Incluso en nuestro rinconcito de realidad, los periodistas y los reporteros gráficos nos aproximamos a las historias con imperativos muy distintos. El fotógrafo debe acercarse tanto como le sea posible a la acción, debe ir hasta la línea de combate, mientras que el reportero a secas no requiere de tanta intrepidez. El trabajo del fotógrafo tiene mucha más autoridad que el del reportero, ya que se le considera un registro literal de la realidad ocurrida y no una mera aproximación a ella por medio de las palabras. Mi madre meditó extensamente sobre este asunto de la mayor autoridad de la fotografía sobre la palabra en su libro Sobre la fotografía, y en muy buena medida el libro pone en entredicho las nociones convencionales de esa ideología —y para mi madre se trataba de una ideología, antes incluso que de un hecho—, como pone en duda la singular autenticidad y la inexpugnable pretensión de ser reflejo de la realidad que ha acompañado a la práctica fotográfica desde los días de Fox-Talbot y de Nadar.
 
Mi madre lo planteó de la siguiente manera: “... si bien una pintura o una descripción en prosa jamás podrán ser más que una estrecha interp retación selectiva, una fotografía puede considerarse como una estrecha transparencia selectiva”. Para comunicar mejor el problema, el ejemplo que le gustaba dar consistía en una pregunta retórica que formulaba así: “¿Qué preferiríamos tener: un gran retrato de Shakespeare o una fotografía de Shakespeare?”.
 
Y, sin embargo, paradójicamente, el trabajo del reportero gráfico de guerra puede parecer desprovisto de significado específico si no va acompañado del contexto que le otorga algún tipo de escrito.

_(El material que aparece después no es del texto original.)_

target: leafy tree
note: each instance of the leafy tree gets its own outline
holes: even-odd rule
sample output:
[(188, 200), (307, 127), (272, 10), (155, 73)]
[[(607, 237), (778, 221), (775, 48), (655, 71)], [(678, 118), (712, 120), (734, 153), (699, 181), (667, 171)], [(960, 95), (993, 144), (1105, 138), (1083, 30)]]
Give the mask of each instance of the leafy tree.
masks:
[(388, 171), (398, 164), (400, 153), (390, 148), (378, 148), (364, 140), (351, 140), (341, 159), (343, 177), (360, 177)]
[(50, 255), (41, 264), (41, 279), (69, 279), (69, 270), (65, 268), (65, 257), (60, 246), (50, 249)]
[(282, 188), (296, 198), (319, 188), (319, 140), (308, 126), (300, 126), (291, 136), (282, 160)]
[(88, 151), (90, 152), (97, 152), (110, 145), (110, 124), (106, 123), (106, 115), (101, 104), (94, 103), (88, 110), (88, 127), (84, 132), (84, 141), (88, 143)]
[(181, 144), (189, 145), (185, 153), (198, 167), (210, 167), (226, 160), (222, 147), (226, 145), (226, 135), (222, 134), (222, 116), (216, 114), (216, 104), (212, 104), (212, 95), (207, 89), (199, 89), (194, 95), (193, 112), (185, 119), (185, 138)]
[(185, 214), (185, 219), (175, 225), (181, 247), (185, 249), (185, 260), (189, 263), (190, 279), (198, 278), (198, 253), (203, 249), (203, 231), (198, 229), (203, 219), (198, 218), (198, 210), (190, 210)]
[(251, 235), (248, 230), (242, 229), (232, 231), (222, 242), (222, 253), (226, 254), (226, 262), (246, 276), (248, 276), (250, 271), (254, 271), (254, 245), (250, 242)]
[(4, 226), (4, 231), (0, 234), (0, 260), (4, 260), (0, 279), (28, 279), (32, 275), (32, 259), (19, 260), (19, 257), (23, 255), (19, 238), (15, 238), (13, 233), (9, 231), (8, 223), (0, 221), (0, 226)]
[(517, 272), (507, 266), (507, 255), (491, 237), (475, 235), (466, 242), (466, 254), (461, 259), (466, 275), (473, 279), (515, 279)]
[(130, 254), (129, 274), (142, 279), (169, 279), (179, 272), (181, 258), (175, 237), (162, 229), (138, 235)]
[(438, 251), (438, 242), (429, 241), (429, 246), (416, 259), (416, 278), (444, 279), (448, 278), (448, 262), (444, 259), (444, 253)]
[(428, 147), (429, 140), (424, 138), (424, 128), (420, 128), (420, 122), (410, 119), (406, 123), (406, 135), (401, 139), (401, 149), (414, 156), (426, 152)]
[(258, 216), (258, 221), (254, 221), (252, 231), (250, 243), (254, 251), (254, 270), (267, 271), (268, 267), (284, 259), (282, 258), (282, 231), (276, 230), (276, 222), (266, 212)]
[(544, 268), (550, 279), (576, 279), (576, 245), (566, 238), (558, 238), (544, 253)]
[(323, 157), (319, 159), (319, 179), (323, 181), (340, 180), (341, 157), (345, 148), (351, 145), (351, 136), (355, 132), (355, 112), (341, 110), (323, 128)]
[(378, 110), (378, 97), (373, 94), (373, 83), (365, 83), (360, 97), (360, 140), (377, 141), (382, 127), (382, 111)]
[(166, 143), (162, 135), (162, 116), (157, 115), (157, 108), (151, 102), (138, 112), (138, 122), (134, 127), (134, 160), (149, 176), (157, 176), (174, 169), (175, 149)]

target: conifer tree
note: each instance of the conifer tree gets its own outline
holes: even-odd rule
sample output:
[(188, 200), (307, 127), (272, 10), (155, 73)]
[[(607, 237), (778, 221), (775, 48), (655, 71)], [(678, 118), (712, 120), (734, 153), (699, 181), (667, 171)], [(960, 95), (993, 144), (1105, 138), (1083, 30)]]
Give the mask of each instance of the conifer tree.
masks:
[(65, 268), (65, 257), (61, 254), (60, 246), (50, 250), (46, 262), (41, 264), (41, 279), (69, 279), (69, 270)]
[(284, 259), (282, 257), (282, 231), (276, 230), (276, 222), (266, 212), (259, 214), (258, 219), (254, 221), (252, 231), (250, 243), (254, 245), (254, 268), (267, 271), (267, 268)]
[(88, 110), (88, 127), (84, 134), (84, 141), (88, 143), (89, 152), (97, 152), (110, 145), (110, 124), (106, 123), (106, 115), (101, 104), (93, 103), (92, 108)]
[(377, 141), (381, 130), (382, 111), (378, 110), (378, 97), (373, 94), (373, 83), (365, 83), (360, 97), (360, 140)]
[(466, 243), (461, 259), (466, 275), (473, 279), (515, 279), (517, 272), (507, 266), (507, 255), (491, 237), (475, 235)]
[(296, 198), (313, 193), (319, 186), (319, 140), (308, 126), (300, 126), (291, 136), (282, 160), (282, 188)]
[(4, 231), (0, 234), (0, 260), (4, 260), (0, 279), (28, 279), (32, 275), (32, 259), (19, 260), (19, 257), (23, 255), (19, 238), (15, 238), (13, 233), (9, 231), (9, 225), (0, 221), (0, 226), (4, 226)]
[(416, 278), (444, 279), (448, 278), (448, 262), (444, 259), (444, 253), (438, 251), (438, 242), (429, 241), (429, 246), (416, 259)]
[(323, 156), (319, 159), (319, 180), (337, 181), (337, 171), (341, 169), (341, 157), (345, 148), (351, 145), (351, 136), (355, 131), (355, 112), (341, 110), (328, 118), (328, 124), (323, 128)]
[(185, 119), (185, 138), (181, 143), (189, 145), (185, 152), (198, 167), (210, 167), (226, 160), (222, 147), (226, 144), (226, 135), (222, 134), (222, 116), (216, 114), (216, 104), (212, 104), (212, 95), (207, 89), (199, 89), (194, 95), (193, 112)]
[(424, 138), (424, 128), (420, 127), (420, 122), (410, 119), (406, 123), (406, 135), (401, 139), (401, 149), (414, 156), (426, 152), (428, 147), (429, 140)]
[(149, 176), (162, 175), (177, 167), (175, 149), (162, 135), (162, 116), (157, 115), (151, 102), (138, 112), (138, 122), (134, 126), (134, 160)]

Cierto, puede tratarse de algo tan breve como un titular o tan extenso como un prolongado prefacio o tan detallado como un esmerado pie de foto. Pero tiene que estar ahí, si lo que se pretende es informar sobre un suceso específico, en un lugar específico, a una hora específica, antes que pretender convertirse en emblema de algún aspecto universal de la condición humana presentada como generalidad, como parte, si se quiere, de “La familia humana”, para aludir al título (y, si a ello vamos, al ethos que había detrás) de la famosa exposición de Edward Steichen, en 1955, que mi madre disecciona de forma ten severa enSobre la fotografía.